Pembentukan Koalisi Besar Logis, Bisa Membuat Pemerintahan Kuat

Kamis, 06 April 2023 - 12:54 WIB
loading...
Pembentukan Koalisi Besar Logis, Bisa Membuat Pemerintahan Kuat
Ketua Umum Partai Gerindra Prabowo Subianto bersama sejumlah pimpinan parpol memberikan keterangan kepada media saat menghadiri Silaturahmi Ramadan bersama Presiden Jokowi di Kantor DPP PAN, Minggu (2/4/2023). FOTO/Jonathan Simanjuntak
A A A
JAKARTA - Lima partai politik ( parpol ) menjajaki pembentukan Koalisi Besar untuk menghadapi Pilpres 2024 . Koalisi Besar ini dinilai logis dan bisa membuat pemerintahan yang terbentuk kuat.

Kelima parpol yang menjajaki pembentukan Koalisi Besar itu adalah Partai Gerindra, Partai Golkar, Partai Kebangkitan Bangsa (PKB), Partai Amanat Nasional (PAN), dan Partai Persatuan Pembangunan (PPP). Kelima partai itu melakukan silaturahmi di Kantor DPP PAN pada Minggu (2/4/2023). Pertemuan itu juga dihadiri Presiden Joko Widodo ( Jokowi )

Kepala Badan Pembinaan Hukum Nasional (BPHN) Widodo Ekatjahjana menilai pembentukan Koalisi Besar itu logis. Widodo menjelaskan, berdasarkan hasil kajian lembaganya, gagasan pembentukan Koalisi Besar sah dan tidak ada pasal yang melarang dalam sistem konstitusi.



"UUD 1945 memberikan kemungkinan calon presiden dan wakil presiden diusung oleh partai politik atau gabungan beberapa partai politik. Maka gagasan membentuk Koalisi Besar pada saat menjelang pilpres 2024 secara politik merupakan hal yang logis dan biasa," kata Widodo, dalan keterangan tertulis yang diterima MPI, Kamis (6/4/2023).

Menurutnya, parpol yang memenuhi syarat mengusung calon presiden dan wakil presiden sendiri, dapat mengajak parpol-parpol lainnya untuk bergabung menjadi partai pendukung. Dengan bergabungnya partai pendukung, kata Widodo, bisa membuat kedudukan presiden dan pemerintahan yang dibentuknya kuat dan stabil.

"Partai pengusung dan partai pendukung dapat bekerja sama untuk tidak memenangkan Pilpres 2024 saja, tetapi juga untuk membentuk kekuatan politik di lembaga perwakilan (parlemen) dan di kabinet pemerintahan," jelasnya.



Menurutnya, Koalisi Besar yang dibangun oleh partai-partai politik itu idealnya mengarah pada tiga bentuk koalisi, yaitu koalisi untuk pemenangan pilpres, koalisi untuk membentuk kekuatan politik di lembaga perwakilan (parlemen), dan koalisi di kabinet pemerintahan.

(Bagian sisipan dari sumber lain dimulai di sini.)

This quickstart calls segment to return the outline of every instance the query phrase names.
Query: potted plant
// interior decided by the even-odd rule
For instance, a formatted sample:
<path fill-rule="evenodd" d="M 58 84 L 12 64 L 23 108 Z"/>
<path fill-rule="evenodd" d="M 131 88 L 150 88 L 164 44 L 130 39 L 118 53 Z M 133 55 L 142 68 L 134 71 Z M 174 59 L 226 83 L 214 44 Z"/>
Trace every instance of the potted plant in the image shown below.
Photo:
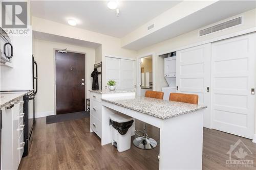
<path fill-rule="evenodd" d="M 116 85 L 116 82 L 114 80 L 109 80 L 108 82 L 108 85 L 109 85 L 109 89 L 110 90 L 114 90 L 116 88 L 116 86 L 115 86 Z"/>

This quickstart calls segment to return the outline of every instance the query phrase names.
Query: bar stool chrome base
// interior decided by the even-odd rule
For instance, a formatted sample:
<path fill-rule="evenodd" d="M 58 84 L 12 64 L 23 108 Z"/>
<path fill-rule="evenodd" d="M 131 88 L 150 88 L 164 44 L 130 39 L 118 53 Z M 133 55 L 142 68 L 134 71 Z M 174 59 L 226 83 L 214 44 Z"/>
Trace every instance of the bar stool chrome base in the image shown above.
<path fill-rule="evenodd" d="M 133 144 L 135 147 L 143 150 L 149 150 L 156 148 L 157 142 L 152 138 L 138 137 L 133 140 Z"/>

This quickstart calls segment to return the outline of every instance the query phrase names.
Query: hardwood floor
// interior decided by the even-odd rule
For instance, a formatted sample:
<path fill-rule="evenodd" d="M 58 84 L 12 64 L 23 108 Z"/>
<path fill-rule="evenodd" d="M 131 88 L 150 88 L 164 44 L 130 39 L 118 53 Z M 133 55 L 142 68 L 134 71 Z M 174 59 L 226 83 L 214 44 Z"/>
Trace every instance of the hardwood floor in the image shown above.
<path fill-rule="evenodd" d="M 141 122 L 136 120 L 136 129 L 142 129 Z M 147 130 L 149 136 L 158 141 L 159 129 L 148 125 Z M 245 159 L 253 160 L 252 166 L 226 166 L 227 152 L 239 139 L 252 153 L 245 148 Z M 29 154 L 22 159 L 19 169 L 158 169 L 159 147 L 142 150 L 132 144 L 130 150 L 120 153 L 111 144 L 101 146 L 100 138 L 90 133 L 89 118 L 48 125 L 41 118 L 36 119 Z M 217 130 L 204 129 L 203 154 L 203 169 L 256 168 L 255 143 Z"/>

Dia menambahkan, partai pengusung harus bisa mengonsolidasi dan mengakomodasi kepentingan politik partai pendukung. Adapun bagi partai pendukung, sudah seharusnya memberikan tempat, penghargaan, dan penghormatan kepada partai pengusung untuk mengorganisasikan Koalisi Besar itu dengan berpegang pada sistem konstitusi, konvensi, dan etika politik sebagai ‘kaidah atau aturan dasar’ yang harus ditaati dan dijunjung tinggi oleh anggota-anggotanya.

"Koalisi Besar yang dibangun harus memiliki platform dan tujuan politik yang sama, yaitu membentuk kekuasaan pemerintahan negara yang konstitusional-demokratis, mengedepankan kepentingan bangsa dan negara di atas kepentingan pribadi dan golongan, serta diwujudkan dalam budaya politik yang menjunjung tinggi semangat kebersamaan, kerukunan, musyawarah kekeluargaan dan gotong royong. Itu yang utama," jelasnya.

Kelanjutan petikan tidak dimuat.